Authors Alsulami SS , Ghamri KA 

Received 6 July 2023

Accepted for publication 2 October 2023

Published 6 October 2023 Volume 2023:16 Pages 3105—3113

DOI https://doi.org/10.2147/DMSO.S429249

Checked for plagiarism Yes

Review by Single anonymous peer review

Peer reviewer comments 3

Editor who approved publication: Prof. Dr. Antonio Brunetti



Salhah S Alsulami,1 Kholoud A Ghamri2

1Department of Medicine, Faculty of Medicine Rabigh, King Abdulaziz University, Jeddah, Saudi Arabia; 2Internal Medicine Department, Faculty of Medicine, King Abdulaziz University, Jeddah, Saudi Arabia

Correspondence: Salhah S Alsulami, Department of Medicine, Faculty of Medicine Rabigh, King Abdulaziz University, Jeddah, Saudi Arabia, Tel +966563681890, Email [email protected]

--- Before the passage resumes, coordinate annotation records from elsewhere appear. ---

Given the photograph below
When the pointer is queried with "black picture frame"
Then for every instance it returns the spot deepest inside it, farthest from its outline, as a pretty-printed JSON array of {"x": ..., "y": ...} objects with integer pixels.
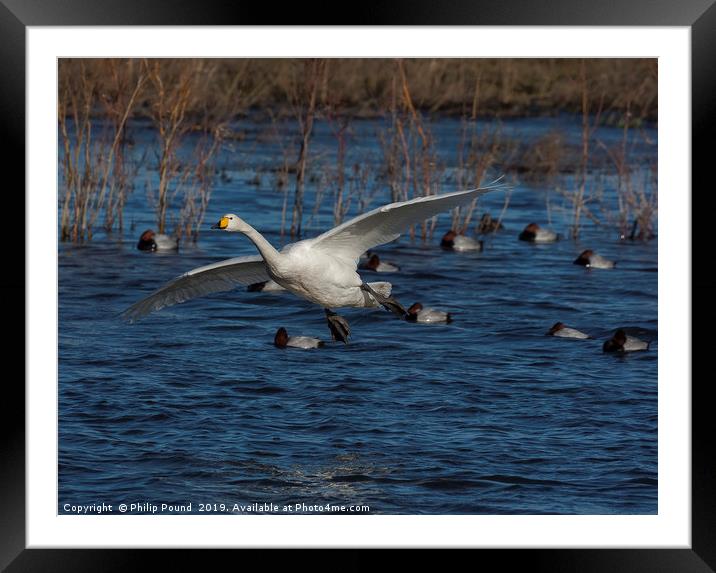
[{"x": 699, "y": 15}]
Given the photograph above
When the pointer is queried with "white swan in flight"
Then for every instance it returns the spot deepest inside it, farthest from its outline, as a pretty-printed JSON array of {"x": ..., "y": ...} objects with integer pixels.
[{"x": 322, "y": 270}]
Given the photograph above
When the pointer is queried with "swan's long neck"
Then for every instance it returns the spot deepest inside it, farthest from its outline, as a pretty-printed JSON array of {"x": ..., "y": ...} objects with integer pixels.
[{"x": 265, "y": 248}]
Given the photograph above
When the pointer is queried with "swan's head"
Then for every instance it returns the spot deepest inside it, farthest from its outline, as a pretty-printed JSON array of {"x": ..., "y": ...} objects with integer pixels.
[
  {"x": 231, "y": 223},
  {"x": 556, "y": 328},
  {"x": 281, "y": 338},
  {"x": 616, "y": 342}
]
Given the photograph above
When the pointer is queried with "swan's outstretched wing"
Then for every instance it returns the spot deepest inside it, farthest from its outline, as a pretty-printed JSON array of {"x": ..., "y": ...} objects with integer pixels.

Background: Pregnant women with diabetes are strongly advised against Ramadan fasting and have religious exemption, but a large proportion still choose to fast. Unfortunately, there is little information about glycemic control in these patients. This study aims to determine the fasting and postprandial blood glucose levels and to predict the risk factors for hypoglycemia in pregnant women with type 2 diabetes mellitus (DM) and gestational DM (GDM) who fast during Ramadan.
Methods: A prospective cohort research was conducted at a single tertiary hospital between 2021 and 2023 on 70 pregnant women with GDM (n = 53) and type 2 DM (n = 17) in their second and third trimester. Their fasting and postprandial blood glucose levels during Ramadan were compared to those of the previous month, and hypoglycemia was defined as blood glucose levels less than 60 mg/dl. Binary regression was used to predict the risk variables for hypoglycemia.
Results: The GDM and type 2 DM groups were similar in terms of age, parity, number of fasting days, and number of daily fasting hours. Only 26.9% of the women who were permitted to fast were given special instructions for Ramadan fasting. Dietary intervention was more common in the GDM group, whereas insulin and metformin treatment were more common in the type 2 DM group. The fasting glucose level decreased significantly after Ramadan fasting in both groups, from 92.5 (17.4) mg/dl to 90 (17.13) mg/dl (p = 0.033). However, there were a significantly higher number of hypoglycemia events in the type 2 DM group. Further, type 2 DM was identified as a risk factor for hypoglycemia (OR = 6.23; 95% CI = 1.04– 37.54; P = 0.046.
Conclusion: The present findings indicate that Ramadan fasting may improve fasting glucose control. In addition, type 2 DM was identified as a risk factor for hypoglycemia.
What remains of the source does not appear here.